4. Only considering full-time jobs. "First-time job seekers devalue the benefits of temp and short term and placement services," Matthews says. "Temp jobs ... can be of value to a job seeker by giving that job seeker work experience in various tasks. Many temp agencies will offer computer-based trainings that can be learned and applied to résumés and used by job seekers to leverage their job search in a more strategic manner."
5. Focusing only on jobs related to their degree. Dylan Schweitzer, group talent acquisition manager for Enterprise Holdings, says that new job seekers often think they can only work in a field directly related to their major and only apply to jobs in one specific industry. "You major in what you are interested in learning more about, but that doesn't pigeonhole you into one type of opportunity."
6. Making the interview about them, not the employer. "Job seekers who spend their initial interview talking about why they need a job, how much they want some company benefit, etc. instead of talking about how they will solve problems for the company and bring value are ensuring they will not be asked back for second interviews or hiring," says Karen Southall Watts, consultant, coach and speaker. "Everyone is well aware of the fact that people need jobs. Hiring managers want to know why, of all the needy, worthy candidates, they should hire you."
7. Dressing inappropriately in professional settings. "Often, first-time job seekers have not been exposed to work-appropriate attire," says Lindsay Witcher, manager of practice development at RiseSmart, which provides next-generation enterprise career management solutions. "How you dress directly affects how people perceive you and whether or not they will take you seriously. For this reason, make sure you are dressed professionally when networking and interviewing. If you aren't sure what is appropriate, ask for the opinions of a few people you trust who have a few years of successful professional experience under their belt."

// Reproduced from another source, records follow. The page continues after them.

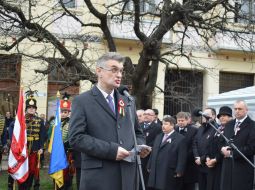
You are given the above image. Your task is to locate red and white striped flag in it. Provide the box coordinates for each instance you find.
[8,89,28,183]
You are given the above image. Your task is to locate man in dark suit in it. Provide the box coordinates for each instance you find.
[193,108,216,190]
[69,52,148,190]
[141,109,162,189]
[221,101,255,190]
[148,116,187,190]
[175,112,198,190]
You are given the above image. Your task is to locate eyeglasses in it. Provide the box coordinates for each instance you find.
[143,113,155,116]
[100,67,124,74]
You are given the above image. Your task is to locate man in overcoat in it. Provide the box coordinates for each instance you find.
[221,100,255,190]
[69,52,148,190]
[148,116,187,190]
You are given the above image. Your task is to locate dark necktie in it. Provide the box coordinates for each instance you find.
[106,95,115,113]
[143,123,149,129]
[161,134,168,143]
[234,121,241,135]
[180,128,186,135]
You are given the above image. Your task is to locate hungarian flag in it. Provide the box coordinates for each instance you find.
[8,89,28,183]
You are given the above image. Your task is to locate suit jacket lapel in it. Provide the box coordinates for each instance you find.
[160,131,177,148]
[234,116,250,136]
[92,86,117,119]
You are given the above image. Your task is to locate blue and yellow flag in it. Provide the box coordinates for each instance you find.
[48,98,68,188]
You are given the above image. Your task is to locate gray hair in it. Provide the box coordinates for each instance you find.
[97,52,125,67]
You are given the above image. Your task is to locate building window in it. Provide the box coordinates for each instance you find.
[219,72,254,93]
[164,69,203,116]
[235,0,255,23]
[126,0,156,13]
[59,0,75,8]
[0,55,21,80]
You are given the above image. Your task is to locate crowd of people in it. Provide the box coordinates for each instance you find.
[137,100,255,190]
[0,52,255,190]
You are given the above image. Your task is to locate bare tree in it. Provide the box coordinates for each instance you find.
[0,0,254,108]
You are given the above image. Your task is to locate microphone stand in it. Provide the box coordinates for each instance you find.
[127,96,145,190]
[205,117,255,169]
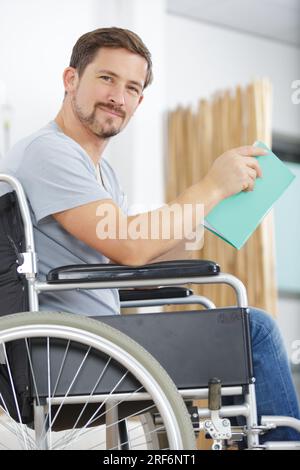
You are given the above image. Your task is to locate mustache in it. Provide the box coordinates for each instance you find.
[95,103,126,118]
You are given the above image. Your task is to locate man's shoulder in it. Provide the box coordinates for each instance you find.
[3,121,85,170]
[16,121,76,155]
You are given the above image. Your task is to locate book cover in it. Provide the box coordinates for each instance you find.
[204,141,295,250]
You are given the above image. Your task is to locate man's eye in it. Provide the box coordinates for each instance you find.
[100,75,112,82]
[128,86,139,95]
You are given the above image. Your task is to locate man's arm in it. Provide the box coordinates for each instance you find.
[53,174,220,266]
[53,147,263,266]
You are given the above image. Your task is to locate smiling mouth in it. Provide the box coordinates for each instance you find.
[98,106,124,118]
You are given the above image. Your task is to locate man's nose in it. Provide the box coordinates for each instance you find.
[108,86,125,106]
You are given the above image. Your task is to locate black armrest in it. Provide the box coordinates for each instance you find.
[47,260,220,284]
[119,287,193,302]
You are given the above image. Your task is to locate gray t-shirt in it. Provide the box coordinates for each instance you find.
[0,121,127,316]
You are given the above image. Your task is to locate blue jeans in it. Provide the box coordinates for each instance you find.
[250,307,300,442]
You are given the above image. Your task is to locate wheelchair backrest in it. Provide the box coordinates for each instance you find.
[0,191,32,423]
[0,191,28,316]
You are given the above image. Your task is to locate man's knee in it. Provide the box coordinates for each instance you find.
[250,307,280,343]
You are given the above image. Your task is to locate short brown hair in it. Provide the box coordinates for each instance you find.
[70,27,153,88]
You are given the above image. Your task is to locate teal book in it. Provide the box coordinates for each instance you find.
[204,141,295,250]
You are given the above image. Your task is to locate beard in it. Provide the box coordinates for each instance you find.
[72,97,126,139]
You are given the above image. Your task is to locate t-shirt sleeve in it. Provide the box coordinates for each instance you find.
[19,136,112,222]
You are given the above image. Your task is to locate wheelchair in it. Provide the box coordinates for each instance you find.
[0,174,300,450]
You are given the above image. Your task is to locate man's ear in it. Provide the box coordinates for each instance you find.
[63,67,78,93]
[137,95,144,107]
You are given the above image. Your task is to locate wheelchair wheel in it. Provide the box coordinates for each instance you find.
[0,312,195,450]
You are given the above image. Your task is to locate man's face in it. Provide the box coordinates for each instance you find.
[70,48,147,139]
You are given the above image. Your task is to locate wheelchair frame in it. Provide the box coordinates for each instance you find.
[0,174,300,450]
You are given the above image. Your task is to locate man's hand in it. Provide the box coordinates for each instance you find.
[204,146,268,199]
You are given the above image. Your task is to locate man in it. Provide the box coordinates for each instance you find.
[4,28,300,440]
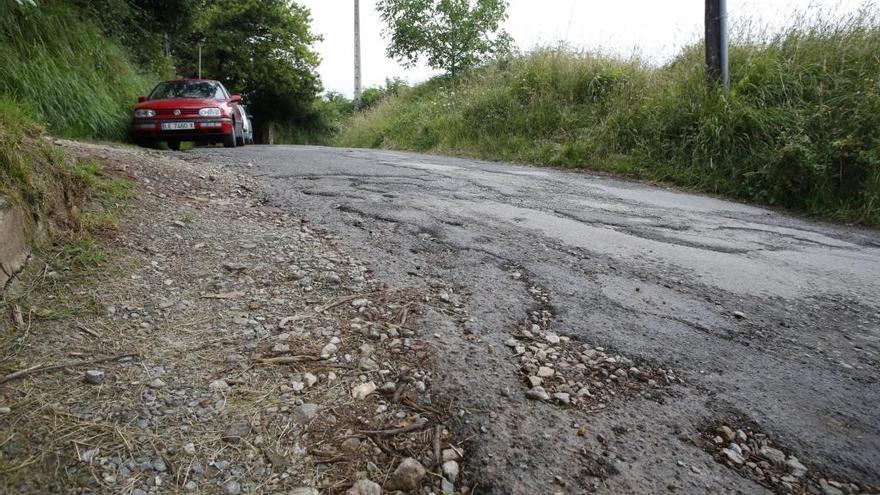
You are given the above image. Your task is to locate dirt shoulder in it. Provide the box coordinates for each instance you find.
[0,142,468,494]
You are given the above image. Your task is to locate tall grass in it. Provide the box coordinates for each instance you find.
[0,0,157,139]
[337,5,880,225]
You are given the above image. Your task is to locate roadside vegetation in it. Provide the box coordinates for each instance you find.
[336,5,880,225]
[0,0,160,140]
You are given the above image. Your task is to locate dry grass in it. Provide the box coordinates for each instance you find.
[0,144,460,493]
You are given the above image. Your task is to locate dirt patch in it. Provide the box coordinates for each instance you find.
[505,280,681,412]
[0,142,466,495]
[696,419,880,495]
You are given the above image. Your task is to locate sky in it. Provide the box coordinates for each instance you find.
[298,0,864,97]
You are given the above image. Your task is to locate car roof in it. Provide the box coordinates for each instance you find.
[163,79,220,84]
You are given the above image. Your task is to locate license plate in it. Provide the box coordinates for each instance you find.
[162,122,196,131]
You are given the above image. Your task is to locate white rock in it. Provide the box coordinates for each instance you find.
[351,382,376,400]
[303,373,318,387]
[321,343,339,359]
[208,379,229,391]
[345,480,382,495]
[538,366,556,378]
[443,461,458,483]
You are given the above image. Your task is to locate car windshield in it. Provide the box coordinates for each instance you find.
[150,81,225,100]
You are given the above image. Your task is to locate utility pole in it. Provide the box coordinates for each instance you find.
[706,0,730,90]
[354,0,363,106]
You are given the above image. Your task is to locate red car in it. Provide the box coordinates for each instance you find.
[131,79,244,150]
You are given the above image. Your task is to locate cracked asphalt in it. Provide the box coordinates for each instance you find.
[189,146,880,494]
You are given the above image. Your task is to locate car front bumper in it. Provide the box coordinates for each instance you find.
[131,117,232,141]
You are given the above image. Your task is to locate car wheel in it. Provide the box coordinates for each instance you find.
[223,122,238,148]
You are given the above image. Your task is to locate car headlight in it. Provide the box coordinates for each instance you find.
[134,108,156,119]
[199,107,220,117]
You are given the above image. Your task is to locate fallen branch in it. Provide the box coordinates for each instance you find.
[0,354,138,385]
[358,419,428,437]
[317,291,384,313]
[202,290,247,299]
[257,356,322,364]
[12,304,24,330]
[76,322,101,339]
[434,425,443,466]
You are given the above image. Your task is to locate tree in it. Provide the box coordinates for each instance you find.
[187,0,321,140]
[376,0,511,76]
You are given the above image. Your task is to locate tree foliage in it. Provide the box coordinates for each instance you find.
[376,0,512,76]
[194,0,321,130]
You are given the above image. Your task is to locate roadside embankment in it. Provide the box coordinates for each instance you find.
[0,104,94,291]
[337,9,880,225]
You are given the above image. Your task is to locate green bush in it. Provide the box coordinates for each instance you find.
[0,0,158,140]
[337,8,880,225]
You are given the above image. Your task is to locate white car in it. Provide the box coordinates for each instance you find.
[240,105,254,144]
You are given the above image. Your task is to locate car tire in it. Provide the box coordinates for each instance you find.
[223,122,238,148]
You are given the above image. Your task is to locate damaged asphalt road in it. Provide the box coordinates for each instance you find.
[189,146,880,494]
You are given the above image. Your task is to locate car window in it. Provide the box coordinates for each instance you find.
[149,81,219,100]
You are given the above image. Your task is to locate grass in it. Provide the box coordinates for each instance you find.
[336,4,880,225]
[0,0,158,140]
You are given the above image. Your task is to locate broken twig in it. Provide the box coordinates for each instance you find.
[0,354,138,385]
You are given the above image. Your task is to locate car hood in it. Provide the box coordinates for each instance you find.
[135,98,226,110]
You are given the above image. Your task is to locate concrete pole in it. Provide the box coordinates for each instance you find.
[718,0,730,91]
[354,0,363,105]
[706,0,730,89]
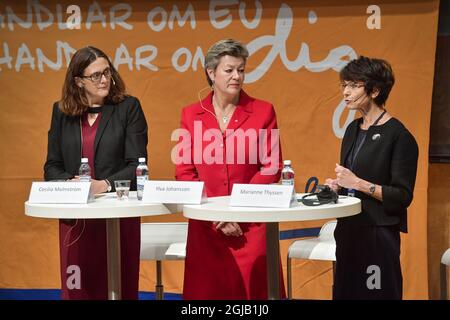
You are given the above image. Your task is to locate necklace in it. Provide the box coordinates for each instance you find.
[213,96,235,124]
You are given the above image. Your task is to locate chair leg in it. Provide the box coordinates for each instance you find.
[440,263,448,300]
[155,260,164,300]
[287,256,292,300]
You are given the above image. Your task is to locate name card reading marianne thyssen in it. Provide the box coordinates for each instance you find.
[142,180,207,204]
[230,183,297,208]
[28,181,91,203]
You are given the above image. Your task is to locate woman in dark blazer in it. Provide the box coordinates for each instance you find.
[326,57,418,299]
[44,47,147,299]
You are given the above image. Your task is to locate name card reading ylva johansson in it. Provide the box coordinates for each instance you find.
[28,181,91,203]
[230,183,297,208]
[142,180,207,204]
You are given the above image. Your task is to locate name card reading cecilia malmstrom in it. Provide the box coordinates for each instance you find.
[28,181,91,203]
[230,183,297,208]
[142,180,206,204]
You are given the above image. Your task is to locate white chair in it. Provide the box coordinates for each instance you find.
[141,222,188,300]
[287,220,337,299]
[441,248,450,300]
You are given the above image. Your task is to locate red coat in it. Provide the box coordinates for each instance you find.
[176,91,284,299]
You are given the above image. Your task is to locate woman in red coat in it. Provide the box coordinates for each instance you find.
[176,39,285,299]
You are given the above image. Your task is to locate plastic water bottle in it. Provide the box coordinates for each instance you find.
[78,158,91,182]
[281,160,294,186]
[136,158,148,200]
[347,189,355,197]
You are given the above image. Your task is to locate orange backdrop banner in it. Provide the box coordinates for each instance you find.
[0,0,439,299]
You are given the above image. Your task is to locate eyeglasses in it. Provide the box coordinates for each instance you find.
[339,81,364,91]
[81,68,112,83]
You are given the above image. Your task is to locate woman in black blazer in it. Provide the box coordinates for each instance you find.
[44,47,147,299]
[326,56,418,299]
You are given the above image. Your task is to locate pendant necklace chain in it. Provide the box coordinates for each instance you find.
[213,96,234,124]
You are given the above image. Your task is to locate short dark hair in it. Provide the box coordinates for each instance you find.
[205,39,248,86]
[339,56,395,106]
[59,46,127,116]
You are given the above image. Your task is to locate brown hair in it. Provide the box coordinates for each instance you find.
[339,56,395,106]
[59,46,127,116]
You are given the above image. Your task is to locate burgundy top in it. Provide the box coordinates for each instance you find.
[81,113,102,179]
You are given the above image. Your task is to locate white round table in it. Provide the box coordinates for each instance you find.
[183,194,361,300]
[25,192,179,300]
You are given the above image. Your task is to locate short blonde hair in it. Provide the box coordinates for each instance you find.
[205,39,248,86]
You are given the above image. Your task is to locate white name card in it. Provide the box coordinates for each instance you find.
[142,180,207,204]
[28,181,91,203]
[230,183,297,208]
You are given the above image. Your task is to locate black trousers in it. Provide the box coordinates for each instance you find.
[333,220,403,300]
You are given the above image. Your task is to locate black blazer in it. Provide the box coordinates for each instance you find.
[44,96,148,190]
[339,118,419,232]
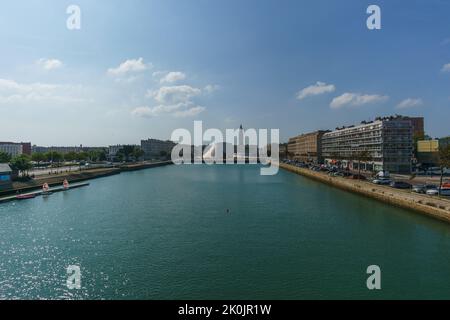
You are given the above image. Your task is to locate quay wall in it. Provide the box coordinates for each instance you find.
[279,163,450,223]
[0,161,172,197]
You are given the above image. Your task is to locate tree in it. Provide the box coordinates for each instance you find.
[439,145,450,195]
[0,151,11,163]
[11,154,33,175]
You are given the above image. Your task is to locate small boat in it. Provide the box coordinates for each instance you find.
[440,185,450,196]
[16,193,36,200]
[63,179,70,190]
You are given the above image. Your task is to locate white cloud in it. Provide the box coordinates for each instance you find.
[397,98,423,109]
[160,71,186,83]
[203,84,220,94]
[174,106,206,118]
[441,63,450,72]
[330,92,389,109]
[0,79,87,106]
[147,85,202,105]
[297,81,336,100]
[135,85,206,118]
[108,58,153,76]
[36,58,63,71]
[131,103,206,118]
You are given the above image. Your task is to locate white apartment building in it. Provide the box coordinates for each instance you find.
[0,143,23,157]
[322,117,413,173]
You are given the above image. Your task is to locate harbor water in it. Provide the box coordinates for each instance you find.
[0,165,450,299]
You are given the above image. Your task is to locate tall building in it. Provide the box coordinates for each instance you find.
[288,130,329,164]
[404,117,425,139]
[417,140,439,168]
[141,139,176,160]
[108,144,123,161]
[0,163,12,191]
[322,116,413,173]
[0,142,23,157]
[439,136,450,148]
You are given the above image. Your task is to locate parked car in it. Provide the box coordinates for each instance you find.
[390,181,412,189]
[427,188,439,196]
[372,177,392,186]
[412,184,437,194]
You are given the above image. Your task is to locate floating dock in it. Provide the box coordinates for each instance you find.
[0,182,89,203]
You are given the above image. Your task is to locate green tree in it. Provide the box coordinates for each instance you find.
[439,145,450,195]
[0,151,11,163]
[11,154,33,176]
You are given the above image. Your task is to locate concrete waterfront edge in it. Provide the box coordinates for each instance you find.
[279,163,450,223]
[0,161,173,203]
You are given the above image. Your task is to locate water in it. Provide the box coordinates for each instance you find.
[0,165,450,299]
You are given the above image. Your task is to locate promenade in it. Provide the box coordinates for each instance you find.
[280,163,450,223]
[0,161,172,202]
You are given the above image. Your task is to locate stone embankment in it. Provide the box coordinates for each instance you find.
[280,163,450,223]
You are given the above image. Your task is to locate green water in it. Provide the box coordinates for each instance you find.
[0,165,450,299]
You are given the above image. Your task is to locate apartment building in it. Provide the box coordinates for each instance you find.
[322,116,413,173]
[288,130,329,164]
[0,142,23,157]
[141,139,175,160]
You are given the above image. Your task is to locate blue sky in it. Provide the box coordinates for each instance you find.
[0,0,450,146]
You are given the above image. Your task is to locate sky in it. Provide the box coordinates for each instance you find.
[0,0,450,146]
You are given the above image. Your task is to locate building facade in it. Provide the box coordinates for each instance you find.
[0,142,23,157]
[141,139,176,160]
[288,130,329,164]
[0,163,12,191]
[107,144,123,161]
[417,140,439,168]
[322,117,413,173]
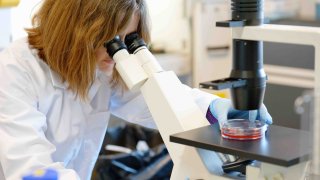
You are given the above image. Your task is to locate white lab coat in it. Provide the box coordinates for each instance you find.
[0,38,215,180]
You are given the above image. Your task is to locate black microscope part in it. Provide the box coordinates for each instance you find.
[103,36,127,57]
[124,32,147,54]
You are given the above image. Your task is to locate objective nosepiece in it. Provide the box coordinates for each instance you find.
[231,0,264,26]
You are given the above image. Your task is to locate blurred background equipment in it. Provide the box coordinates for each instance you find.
[92,120,173,180]
[0,0,20,7]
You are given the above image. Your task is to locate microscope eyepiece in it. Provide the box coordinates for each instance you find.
[103,36,127,57]
[124,32,147,54]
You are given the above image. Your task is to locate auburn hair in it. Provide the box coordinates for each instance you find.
[26,0,150,99]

8. Being unenthusiastic. "Enthusiasm is critical to being considered for a position," Witcher says. "If you appear bored or as if you have something better to do while interviewing or networking, hiring managers will not consider you as a viable candidate. Show enthusiasm not only through your conversation, but through your knowledge about the company and your interest in the position."
9. Focusing on salary. "Young professionals often fail to look at the big picture when deciding
whether or not to take a position and instead focus too much on the salary," says Chaz Pitts-Kyser, speaker on career/life topics for young professionals and author of "Embracing the Real World: The
Black Woman's Guide to Life After College." "But how happy will they be with what seems to be a great salary if their benefits are measly, the commute gives them a headache or their workload
is insane? Everything about a company and what it offers and does not offer should be taken into consideration prior to accepting or rejecting a job offer."
10. Knowingly taking the wrong job. "Times are hard, and it's not always wise to hold out for the perfect job," Watts says. "However, when you get that sinking feeling, and you know a position is a poor match for your skills or temperament, you are wise to pass. When in doubt, discuss with a mentor before making irreversible decisions."